На великое счастье для дела Музея, Истомин увлекается нашею задачей все более и более. В настоящее время у него явилась мысль об учреждении большого зала в Музее для портретных статуи и бюстов славнейших наших деятелей на поприще искусств, наук, литературы. Эту идею о Пантеоне русской славы в этом роде он сообщал великому князю – и как сказать, что она не может иметь будущности? Он просит меня заняться этим вопросом и разработать его в форме «Записки» на имя великого князя и в газетных статьях. Вопрос сложный и серьезный, требующий обсуждения всестороннего, вместе с учеными.

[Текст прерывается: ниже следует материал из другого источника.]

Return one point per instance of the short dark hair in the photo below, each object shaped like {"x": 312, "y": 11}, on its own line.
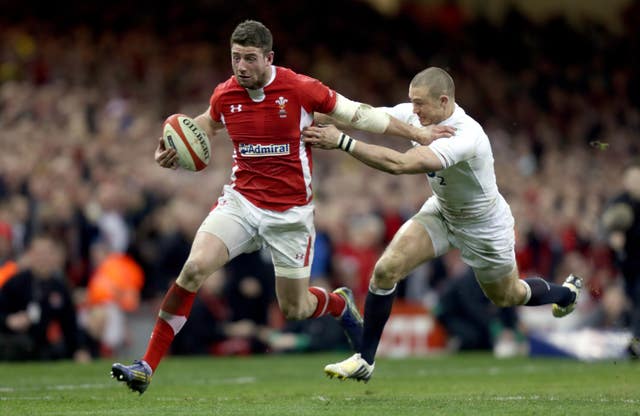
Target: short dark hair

Дело разрастается. Ходатайство великого князя о казенной субсидии Музею теперь в полном ходу. Министр финансов Витте упирается, не желая давать 300 тысяч руб. Торговались с ним Некрасов и Зверев, торгуется Истомин, по словам которого великий князь не желает получить менее, по крайней мере, 200000. Ныне Витте будет для этого дела у великого князя. Посмотрим, кто кого осилит. Витте – большой оратор и обладает даром убеждения, а великий князь стоек и силен сознанием престижа, свойственного его положению. К тому же, когда захочет, он может осиливать собеседника любезностью речи и обращения, чрезвычайно искреннего и как-то женственно-наивного…


Илл. 15. Юрий Нечаев-Мальцов


Ныне прием у нового министра. Клейн и я отправляемся к нему в департамент. – Народу было много: попечители учебных округов, губернаторы, директоры средних учебных заведений, дамы, профессоры. В каждой кучке одни разговоры – о новом министре, которому желают счастья в исправлении вопиющих недостатков средней школы и умножении низших школ. На приеме меня и Клейна он был, по обычаю, сдержан и с обычным ему скептицизмом относился к нашим надеждам на жертвователей, повторив свои сомнения относительно Муромцова, которого он издавна считает скупым и мягкобаем. В этом взгляде на наше дело мы с ним никогда не сходились и пока не жалуемся на себя. Он, а не мы, ошибся касательно Ю. С. Нечаева-Мальцова, с которым он не хотел заводить никаких сношений по вопросу о Музее. Склонить его написать письмо Н[ечаеву]-М[альце]ву мне стоило неоднократных труда и просьб. В таком деле, как наше, без веры в лучшие стороны людей обойтись нельзя. Со скептицизмом ничего нового, ничего большого не сделаешь. Это чувство разрушает, а не созидает. Скептицизм – удобное свойство для осторожного чиновника, а в нашем созидательном деле главный рычаг – вера, которая, по Писанию, горами ворочает… И я буду держаться этой веры, при всяких обстоятельствах дела. Обманут ее ныне, восторжествует она завтра. Побьет ее сегодня какой-нибудь Иван, зато приголубит и укрепит ее своей симпатией и щедростию завтра какой-нибудь Петр.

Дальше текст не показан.